Cuando se hablaba de sexo, yo sentía un crudo desagrado, sentía nacer y crecer una profunda repulsión dentro de mí, dentro de mis vísceras, atenazadas como dos manos alrededor del cuello, listas para sofocarme. El sexo me hacía recordar al ogro, a mi sufrimiento, al dolor y a todas las humillaciones que había padecido; al sabor del esperma de un hombre enfermo, esparcido sin control sobre mi vientre joven, sobre mi cándida piel que debería haber conocido solo pureza y pudor; a mi sangre y a de la de mi madre, vertida todos los días sobre las blancas sábanas de una cama siempre desecha. Mis compañeras se percataron de que había algo que no estaba bien en mí. Algunas eligieron no inmiscuirse, otra, en cambio, lo hizo con el amargo pretexto de ofrecerme una valiosa ayuda.
–¿Qué tienes, Mel?
–Nada. ¿Por qué me lo preguntas?
–Pues… te comportas de forma extraña.
–Así soy. ¿Qué puedes hacer? —respondía abriendo los brazos en señal de resignación al diseño de mi vida.
–¿Te gustan las mujeres?
–¿Cómo?
–Te he preguntado si te gustan las mujeres, si te sientes atraída por ellas.
–¿Las mujeres? ¡Vamos, no digas estupideces!

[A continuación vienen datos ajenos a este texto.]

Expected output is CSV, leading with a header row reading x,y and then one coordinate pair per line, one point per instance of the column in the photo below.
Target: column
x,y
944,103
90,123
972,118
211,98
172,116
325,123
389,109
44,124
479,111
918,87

–En todos estos años, nunca nos has contado ninguna experiencia sexual que hayas vivido con un hombre, mientras todas nosotras lo hemos hecho. Está bien, tal vez tú no la hayas tenido aún, pero quizás te gustaría tenerla y podrías conversarlo con nosotras. Y en cambio tú ¿qué haces? ¡Te escondes dentro de tu caparazón como una tortuga!
¿Cómo podía decirle que mi “primera vez” había sido a los cinco años, a manos de mi padre? Él me había dicho que se trataba de un juego. ¿Cómo podía convencerla del hecho de que ese juego que él había pensado para mí y que consistía en la desvergonzada exploración de mi intimidad, en realidad, no me gustaba para nada porque yo, a esa edad, hubiera preferido jugar con las muñecas, como cualquier otra niña? ¿Cómo podía echarle en cara que, si yo no hubiera jugado con él de ese modo, él habría obligado a mi madre a someterse a la misma práctica, al mismo juego, pero con reglas distintas y mucho más severas, apropiadas para los adultos?
–Es un tema del que no quiero hablar, no hay ninguna razón en particular. Tal vez aún no estoy lista o no lo estaré jamás. Suficiente.
–De acuerdo, Mel, como quieras. Esta noche nos encontraremos en una fiesta de pijamas. ¿Te gustaría venir?
–¿Habrá hombres?
–No.
–¿Se hablará de sexo?
–No lo sé, pero temo que sí.
–Entonces no, gracias. No tendría nada para decir y seré una molestia para todas.
Cuando regresé a casa esa noche, cogí el disco de Elvis y lo arrojé al cubo de la basura.
Escuché sonar el timbre una vez y, luego, una segunda antes de que pudiera llegar hasta la puerta.
–¡Ya voy! —exclamé en voz alta.
Cuando abrí la puerta me encontré de frente con un policía. Llovía a cántaros. El policía tenía el uniforme empapado, a pesar de que recién había bajado de la patrulla estacionada a pocos pasos de la puerta de mi casa. Un colega suyo estaba sentado en el lugar del conductor y miraba hacia nosotros, con el cuerpo erguido hacia adelante y los ojos en dirección hacia arriba para encuadrar mejor la escena a través del marco de la ventana.
–Buenas noches, agente —dije sorprendida.